Examining 2015 and early 2016, the report states that diamond consumption is in a “moderation phase” after growing from 2012 to 2014.

Demand is highest among U.S. consumers, and this was reflected in the improvement of same-store revenues from mainstream jewelry retailers in 2015 like Signet Jewelers Ltd., which owns and operates Kay Jewelers, Jared the Galleria of Jewelry and Zales stores.

Worldwide, retail sales of diamond jewelry increased by 3 percent in 2015 at constant exchange rates, but declined by 2 percent in U.S. dollars. This is due in part to Chinese sales; mainland sales were strong but Hong Kong and Macao experienced a decline in tourist spending.

According to the report, rough diamond sales fell 24 percent in 2015 as suppliers reduced output to match decreased customer demand, increased inventory, and cut rough diamond prices.

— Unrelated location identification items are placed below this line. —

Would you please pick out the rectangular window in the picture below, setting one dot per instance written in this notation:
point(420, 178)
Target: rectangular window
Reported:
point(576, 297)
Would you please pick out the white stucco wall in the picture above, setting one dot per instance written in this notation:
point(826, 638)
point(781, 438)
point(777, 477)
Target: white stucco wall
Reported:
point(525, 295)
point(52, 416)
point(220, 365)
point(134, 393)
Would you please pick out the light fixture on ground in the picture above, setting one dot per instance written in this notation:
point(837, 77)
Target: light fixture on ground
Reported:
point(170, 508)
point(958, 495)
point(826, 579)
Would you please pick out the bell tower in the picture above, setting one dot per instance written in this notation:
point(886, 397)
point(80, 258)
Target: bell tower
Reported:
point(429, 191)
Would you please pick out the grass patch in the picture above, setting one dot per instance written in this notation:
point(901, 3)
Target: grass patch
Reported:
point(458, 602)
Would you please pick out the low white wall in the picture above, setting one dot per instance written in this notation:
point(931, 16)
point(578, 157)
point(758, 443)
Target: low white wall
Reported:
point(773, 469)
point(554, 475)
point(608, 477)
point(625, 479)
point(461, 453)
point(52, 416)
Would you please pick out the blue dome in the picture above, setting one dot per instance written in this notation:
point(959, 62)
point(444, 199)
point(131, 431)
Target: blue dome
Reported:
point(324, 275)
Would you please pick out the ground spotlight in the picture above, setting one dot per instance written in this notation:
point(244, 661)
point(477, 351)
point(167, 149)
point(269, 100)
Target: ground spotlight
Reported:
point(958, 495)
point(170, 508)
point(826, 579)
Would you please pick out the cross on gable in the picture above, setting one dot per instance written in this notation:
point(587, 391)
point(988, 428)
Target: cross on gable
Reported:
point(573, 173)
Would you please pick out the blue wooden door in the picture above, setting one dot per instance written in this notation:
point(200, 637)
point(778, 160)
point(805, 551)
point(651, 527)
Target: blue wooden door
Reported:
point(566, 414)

Profit margins were some of the lowest in recent years as demand slowed and polished diamond prices decreased. This was coupled with high inventory levels, culminating in cutters and polishers unloading approximately $5 billion in inventory to improve liquidity.

After a difficult 2015, midstream operators restocked in the first half of 2016, and rough diamond sales grew by 20 percent.

This isn’t necessarily positive, however, the report notes, as retail demand must now increase to meet the supply.

In the first half of 2016, sales declined at major jewelry retailers--like Signet--indicating the midstream sector likely will be oversaturated.

Remarking on retail’s hottest topic--millennials--the global diamond jewelry report states that the generation totaled 900 million across India, China and the United States in 2015, with a total income of about $8 trillion. The report advised that the jewelry industry invest in appropriate marketing and brand building that is millennial targeted.

Overall, the outlook for the diamond market is good, with supply of rough diamonds expected to stay in sync with demand over the next three years.

The recent decrease in rough demand is expected to reverse, instead growing probably about 2 to 5 percent annually, with rough production expected to dwindle by about 1 to 2 percent through 2030. This should even out the supply-demand relationship, the report states.

A key factor in this, however, is the growth of the Chinese and Indian middle classes.

Threats to the industry include lab-grown diamonds, possible U.S. recessions, and the trend of slowed consumption in China, the report states.

Also, the midstream category of diamond players should “secure access to financing and continue to improve its business model to sustain profitability amid potential price volatility.”